I didn't look at the financial giftings as over the top. It wasn't as if he were raining money down on someone he barely knew. He was acting like a parent who could. Paying the student loans, buying a home and car, weren't enticements, they were gifts to make life easier after almost ten years of college, medical school, residency and a pregnant wife. I suppose he should have asked which house they wanted, or what car they preferred.

The gestures were interpreted in the film as an addict's attempt to gain enablers. And that is also played out.

Although Gere digs deep and it pays off, I don't expect Franny to be box office gold, audiences like Gere neat, clean, strong and charming, not struggling, addicted, disheveled, lost and disruptive and driven by the madness of addictions.
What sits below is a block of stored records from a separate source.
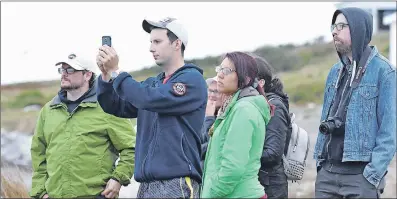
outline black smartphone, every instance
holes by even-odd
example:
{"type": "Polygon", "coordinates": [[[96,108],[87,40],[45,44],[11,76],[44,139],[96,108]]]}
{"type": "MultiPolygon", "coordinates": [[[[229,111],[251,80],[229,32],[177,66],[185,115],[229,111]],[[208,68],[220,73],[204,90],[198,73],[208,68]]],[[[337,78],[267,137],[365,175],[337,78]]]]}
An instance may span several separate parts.
{"type": "Polygon", "coordinates": [[[102,46],[103,45],[108,45],[109,47],[112,47],[112,37],[102,36],[102,46]]]}

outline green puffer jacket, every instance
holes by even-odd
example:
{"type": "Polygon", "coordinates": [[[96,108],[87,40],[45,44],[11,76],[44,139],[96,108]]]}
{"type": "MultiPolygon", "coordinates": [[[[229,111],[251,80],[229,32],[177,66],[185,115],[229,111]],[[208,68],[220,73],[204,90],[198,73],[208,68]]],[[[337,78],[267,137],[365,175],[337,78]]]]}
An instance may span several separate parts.
{"type": "Polygon", "coordinates": [[[131,120],[105,113],[95,95],[71,114],[56,96],[40,111],[31,156],[31,197],[46,193],[51,198],[92,197],[105,189],[110,178],[122,185],[130,183],[135,131],[131,120]]]}
{"type": "Polygon", "coordinates": [[[270,109],[252,87],[239,90],[214,123],[204,163],[202,198],[261,198],[258,172],[270,109]]]}

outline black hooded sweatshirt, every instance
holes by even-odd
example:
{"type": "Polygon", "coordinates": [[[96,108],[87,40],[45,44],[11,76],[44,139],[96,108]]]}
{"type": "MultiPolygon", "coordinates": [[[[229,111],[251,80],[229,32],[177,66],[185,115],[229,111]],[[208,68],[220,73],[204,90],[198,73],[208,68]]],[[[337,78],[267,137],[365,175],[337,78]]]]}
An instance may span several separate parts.
{"type": "MultiPolygon", "coordinates": [[[[336,10],[332,17],[332,24],[339,14],[346,17],[352,42],[352,61],[338,53],[338,56],[344,67],[338,77],[338,87],[335,98],[330,107],[329,117],[340,117],[346,121],[346,107],[349,104],[352,88],[349,85],[353,73],[353,64],[358,66],[358,62],[364,50],[367,48],[372,39],[372,16],[370,13],[359,8],[344,8],[336,10]]],[[[358,68],[358,67],[357,67],[358,68]]],[[[357,72],[356,68],[356,72],[357,72]]],[[[333,173],[340,174],[360,174],[363,172],[367,162],[342,162],[344,148],[344,129],[340,133],[333,133],[327,136],[323,157],[326,160],[324,168],[333,173]]]]}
Dylan Baker and Cheryl Hines both give memorable performances in the short screen time. The death sequences are poignant. Dakota Fanning carries her own against Gere, not an easy task, and she does well. Theo James may have played particulars of his role questionably and his performance stands out and creates an impression.

Franny held it's World Premiere at the Tribeca Film Festival and is an official selection at the Champs-Élysées Film Festival (France) and Nantucket Film Festival (USA) both in June 2015.

Franny has recently been purchased for distribution by Samuel Goldwyn Films.